Olivier Bercault, Mentor, Young Journalist Program


Olivier Bercault by photographer David Buchbinder for Human Rights Watch

Olivier is also featured in the first interview, in the Interview series of Pencils for Africa.

A video interview: The Conflict Through Children’s Eyes with Olivier Bercault can be viewed here.

Olivier specialized in armed conflicts, refugee issues and international criminal prosecutions. He leads fact-finding research missions to document human rights violations, war crimes and crimes against humanity and help bringing to justice those who commit atrocities. Olivier is consultant for Human Rights Watch on the case against Hissein Habré, the international prosecution of former Chad dictator. In December 2013, Human Rights Watch published Olivier’s book La Plaine Des Morts (The Plain of the Dead), a 714-page study indicating that Habré was personally implicated in the massive human rights violations during his rule in Chad from 1982 to 1990.


In 2010, Olivier Bercault returned to Iraq on behalf of Human Rights Watch where his research on torture of Iraqi detainees at a secret prison in Baghdad gained international attention and triggered an official United Nations investigation.

In 2008 and 2009, Olivier Bercault has served as deputy-head of the Human Rights Office of the United Nations Assistance Mission for Iraq (UNAMI). Mr. Bercault has directed the reporting effort of the United Nations in Iraq regarding human rights violations committed in this country. He was also in charge of the human rights advocacy work and human rights promotional activity of the United Nations in Iraq.

From 2000 to 2008, Olivier Bercault has served in the emergencies program at Human Rights Watch. During these years, he conducted research mission in most of the conflict areas around the globe: Eastern Chad, Darfur, Central African Republic, Algeria, Afghanistan, Iraq, Sri Lanka among others. He has investigated and documented widespread and serious abuses committed by governmental forces, rebel and other armed groups.

His research on war crimes, child forced recruitment and crimes against humanity, especially in Darfur have ended up at the International Criminal Court and the United Nations Security Council.

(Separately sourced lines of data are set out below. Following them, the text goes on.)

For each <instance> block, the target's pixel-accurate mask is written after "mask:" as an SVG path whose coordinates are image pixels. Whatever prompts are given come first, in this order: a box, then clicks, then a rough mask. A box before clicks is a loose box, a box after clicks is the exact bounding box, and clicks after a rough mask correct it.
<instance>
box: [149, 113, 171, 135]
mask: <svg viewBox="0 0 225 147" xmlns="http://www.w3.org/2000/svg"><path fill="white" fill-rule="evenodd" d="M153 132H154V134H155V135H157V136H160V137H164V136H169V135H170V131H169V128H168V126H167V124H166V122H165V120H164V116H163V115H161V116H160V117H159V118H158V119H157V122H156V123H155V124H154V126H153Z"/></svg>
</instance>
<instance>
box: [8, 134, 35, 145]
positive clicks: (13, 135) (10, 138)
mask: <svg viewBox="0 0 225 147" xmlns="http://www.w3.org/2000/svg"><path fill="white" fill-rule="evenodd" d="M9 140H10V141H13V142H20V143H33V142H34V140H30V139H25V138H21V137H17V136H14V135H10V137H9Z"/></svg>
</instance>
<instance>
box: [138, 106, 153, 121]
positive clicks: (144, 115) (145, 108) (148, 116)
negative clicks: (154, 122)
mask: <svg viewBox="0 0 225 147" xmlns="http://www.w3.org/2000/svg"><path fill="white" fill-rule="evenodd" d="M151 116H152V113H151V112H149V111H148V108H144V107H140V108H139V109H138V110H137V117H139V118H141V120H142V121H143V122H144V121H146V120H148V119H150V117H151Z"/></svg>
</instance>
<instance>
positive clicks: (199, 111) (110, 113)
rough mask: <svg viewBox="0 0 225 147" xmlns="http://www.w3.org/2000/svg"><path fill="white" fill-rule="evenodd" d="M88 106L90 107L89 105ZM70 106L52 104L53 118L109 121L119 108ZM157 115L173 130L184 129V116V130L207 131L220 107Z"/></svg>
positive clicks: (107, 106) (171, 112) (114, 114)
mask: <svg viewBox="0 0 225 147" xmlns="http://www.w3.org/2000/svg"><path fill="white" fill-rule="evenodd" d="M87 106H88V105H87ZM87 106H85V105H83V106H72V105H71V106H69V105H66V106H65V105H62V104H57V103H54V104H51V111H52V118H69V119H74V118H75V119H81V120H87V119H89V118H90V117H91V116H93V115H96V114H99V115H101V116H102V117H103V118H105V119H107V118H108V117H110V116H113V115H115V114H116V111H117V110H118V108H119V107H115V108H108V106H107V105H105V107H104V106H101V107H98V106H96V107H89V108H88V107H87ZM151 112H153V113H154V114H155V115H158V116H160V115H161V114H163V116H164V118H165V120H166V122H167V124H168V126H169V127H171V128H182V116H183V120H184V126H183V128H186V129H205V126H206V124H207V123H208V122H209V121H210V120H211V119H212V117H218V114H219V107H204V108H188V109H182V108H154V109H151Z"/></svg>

Sudanese children in a Djabal refugee camp in southern Chad

Sudanese children in Djabal refugee camp in southern Chad

The Darfur Drawings


While on mission to Darfur refugee camps in eastern Chad in February 2005, Olivier Bercault gave children notebooks and crayons to keep them occupied while talking to their parents. Without any instruction or guidance, the children drew scenes from their experiences of the war in Darfur:

The attacks by the Janjaweed militia, the bombings by Sudanese government forces, the shootings, the burning of entire villages, and the flight to Chad. Mr. Bercault brought back hundreds of drawings in the hope that the world would see the war stories of these children.

The drawings have been published by the New York Times and in the world press, on the net, broadcasted on major TV networks in the United States and in the world and showed in exhibitions in New York, in the major cities in the US and in Europe.


In addition to his work on emergencies, Olivier was responsible for Human Rights Watch (2000-2008) coordinating international efforts to bring Hissein Habré, former dictator of Chad, to justice.

Olivier has also participated as an external expert in the Afghanistan and the Democratic Republic of Congo projects of the International Center for Transitional Justice (ICTJ) in New York (2003-2004). He conducted several missions to these two countries. At the end of the eighties and in the nineties, Olivier Bercault practiced law in his native France and worked for the Moscow Regional Office of United Nations High Commissioner for Refugees (UNHCR) in the Russian Federation.

Mr. Bercault holds an LL.M. from Columbia Law School in New York as well as a degree in Private Law from the University of Paris. He has traveled extensively throughout the world, and has lived in Russia, Switzerland, Chad, Iraq, New York and Northern California.